I take it Peter Lawford's death was, as they say, alcohol-related. I say "I take it" because nowhere was it written, although everywhere it was suggested. It was as if a man had died of bullet holes and not, mind you, of being shot. In Lawford's case, the cause of death was listed as cardiac arrest. Before that, though, his liver and kidneys had failed. But even before that he had been admitted to the Betty Ford Center for drug and alcohol abuse. It was then that Lawford told Daily Variety he had an alcohol problem. Reading the stories is like trying to discern who is about to become the next big shot in the Kremlin; nothing is made easy for you.

Some 13 million Americans suffer from alcoholism and about 205,000 die annually of alcohol-related diseases, but we would rather, thank you, avoid the subject entirely. As a rule, we would rather just talk about the fun side of alcohol and turn alcoholism and drunkenness into a joke. Even drunk driving was, until not very long ago, considered almost permissible, and today it's still macho to cruise the highway, one hand on the wheel, the other wrapped around a can of beer.

Look at the obituaries on Lawford. Is there anything you would want to know? Did you know his parents were English aristocrats, that he came to Hollywood and worked as an usher, that he married a Kennedy, that he became an American citizen in 1960, signed with MGM in 1942, that he acted in "Mrs. Miniver," "A Yank at Eton," "White Cliffs of Dover," "Mrs. Parkington," "Easter Parade," "Advise and Consent" and "Ocean's 11" -- and that he did television, too? All this is nice to know, but it denies the reality of his life -- at least the last part of it. There is something missing: the reason he was admitted to the Betty Ford Center. His life in the newspaper obituaries mirrors his life on the screen. But his life wasn't all an act.

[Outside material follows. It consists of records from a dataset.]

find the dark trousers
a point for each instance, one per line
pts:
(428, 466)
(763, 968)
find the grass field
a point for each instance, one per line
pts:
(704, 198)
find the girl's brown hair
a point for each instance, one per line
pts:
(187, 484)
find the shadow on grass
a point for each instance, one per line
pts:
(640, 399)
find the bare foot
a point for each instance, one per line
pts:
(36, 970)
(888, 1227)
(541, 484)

Would it not have been better if we had known also about Lawford's presumed fight against alcoholism, about how it afflicted him and, in the end, maybe helped kill him? Would it not have been good for kids who watch beer commercials that tell them a good day's work deserves a good night's drinking ("Now comes Miller Time") to know that booze can be a humble killer, too modest to be named in the obituaries?

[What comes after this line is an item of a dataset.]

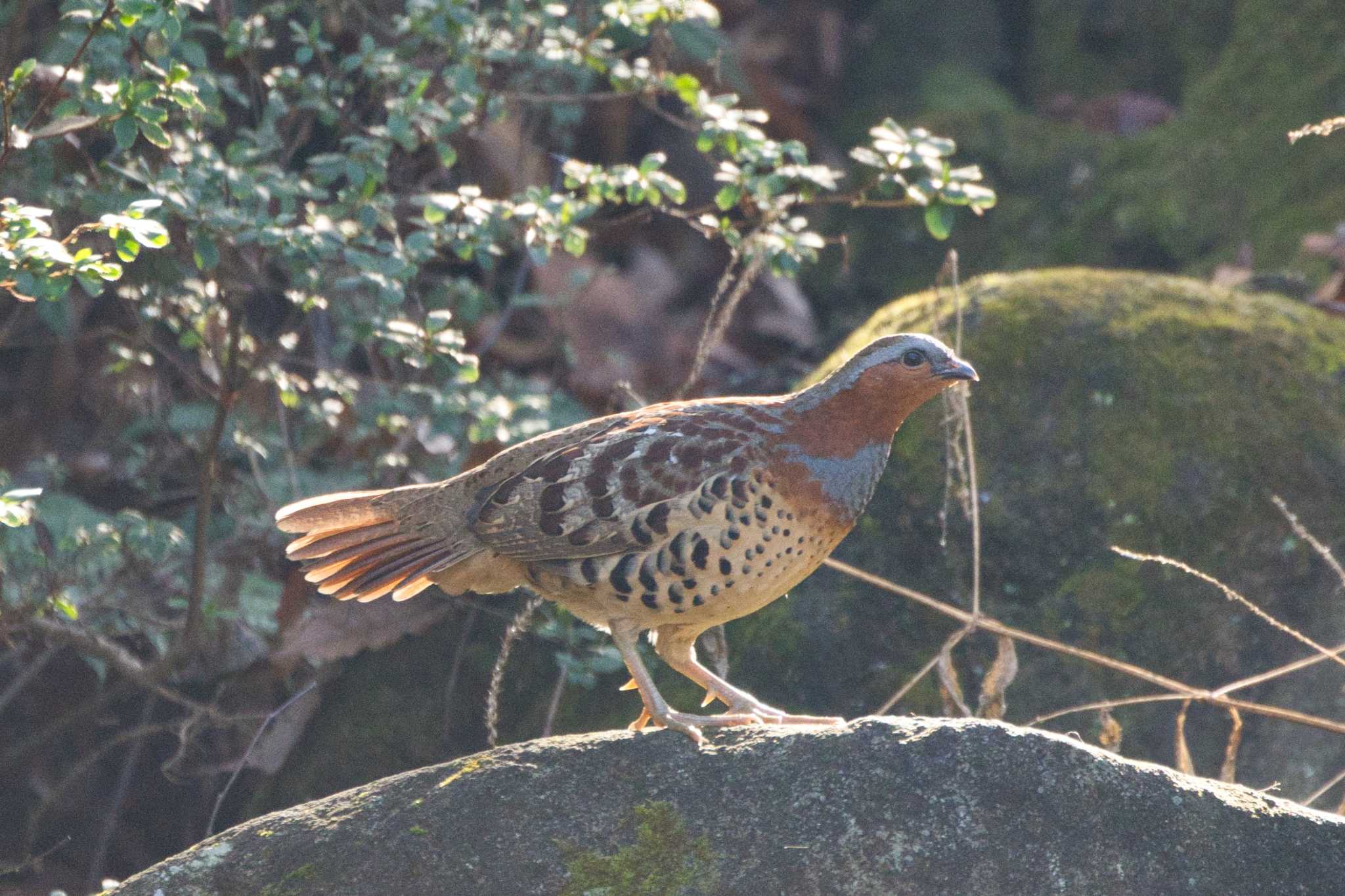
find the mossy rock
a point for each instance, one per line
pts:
(1147, 412)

The point, of course, is not that alcohol should be prohibited or even that a beer after work is such a bad thing. The point is that for some people alcohol is an addictive drug and that alcoholism is a reality. Hiding it changes nothing, cures no one, teaches nobody. It just perpetuates the tendency to celebrate what's good about alcohol while ignoring what's bad.

A columnist, writing about a man like Lawford, whom I know only from the movies, has to be careful. There has to be much I don't know, and it may include the reasons why the family has said nothing about what actually led to his death. But contained in that silence is a suggestion not just of privacy, but also of shame. It is almost as if alcoholism, if that's what's being hidden, carries a stigma, like cancer did years ago.

When it comes to Lawford, the silence makes no sense. He was a famous man, and his example could be instructive -- both his death and the fact that he evidently faced up to his problem and sought treatment for it. Maybe his alcohol problem had little to do with his death. But if it did, then it ought to be acknowledged.